The B.C. Human Rights Tribunal ruled last week that while the B.C. Ambulance Service had a valid concern about Peter Cassidy’s ability to do his job, it didn’t treat him “fairly or with due respect.”

It ruled last week that BCAS and a manager, Doug Garland, were jointly liable for discrimination against Cassidy. A complaint against another manager, Bob Gallaher, was dismissed.

Cassidy, who had worked for the ambulance service since 1999, filed the discrimination complaint after he was told in May 2005 he could no longer work as a paramedic because he couldn’t feel a pulse as a result of diminished sensation in his fingers.

Paramedics are required, as a basic part of their job when attending patients, to palpate pulses.

While the tribunal noted this could expose patients to “unacceptable risks or harm,” it said the ambulance service should have found other work for Cassidy, such as full shifts as a driver-only paramedic — a job he was only allowed to do on a regular basis more than a year later, in June 2006.

By its actions, the tribunal said, the ambulance service subjected Cassidy to “unnecessary frustration, anxiety and financial security and hardship.”

“The BCAS’s failure to deal fairly with Mr. Cassidy did make him, in his words, paranoid about its motivations, which over time rendered him less cooperative than he had otherwise been,” tribunal member Lindsay Lyster said in a written report.

Lyster found Cassidy had acted reasonably in disclosing his condition to his employer in November 2003 and discussing his limitation with his co-workers and supervisor. He also cooperated with the service by going through several fitness tests and other requests.
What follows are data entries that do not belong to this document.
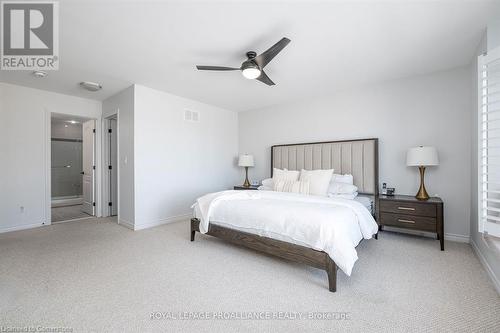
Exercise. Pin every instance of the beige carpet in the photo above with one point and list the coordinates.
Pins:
(93, 275)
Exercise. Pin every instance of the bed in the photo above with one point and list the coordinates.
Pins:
(298, 227)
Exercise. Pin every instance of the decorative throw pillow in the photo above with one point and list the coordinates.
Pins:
(341, 188)
(319, 180)
(268, 182)
(293, 186)
(343, 196)
(285, 174)
(347, 178)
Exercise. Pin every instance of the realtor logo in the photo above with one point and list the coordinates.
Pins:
(30, 36)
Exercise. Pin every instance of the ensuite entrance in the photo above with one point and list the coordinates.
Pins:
(72, 167)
Yet BCAS did not treat Cassidy fairly in the process it adopted, Lyster said. It told him he could continue working as an attending paramedic for about a year despite his limitations, only to inform him in May 2005 that he was no longer permitted to work.

This was done by a phone call, which in effect treated Cassidy “as a safety risk, rather than human being to whom the employer owed a duty to accommodate,” Lyster said.

BCAS also took active steps to revoke Cassidy’s paramedic’s licence. There was no record of disciplinary issues or other problems related to Cassidy before he was told not to come into work.

Lyster noted that Garland was “individually liable for the discrimination experienced by Cassidy.”

“At various times he said and did things which demonstrate real animus against Cassidy,” the tribunal said.

“By his actions he delayed the effective resolution of Mr. Cassidy’s situation, thereby harming Mr. Cassidy both financially and emotionally and affecting his human dignity as a disabled employee seeking accommodation.”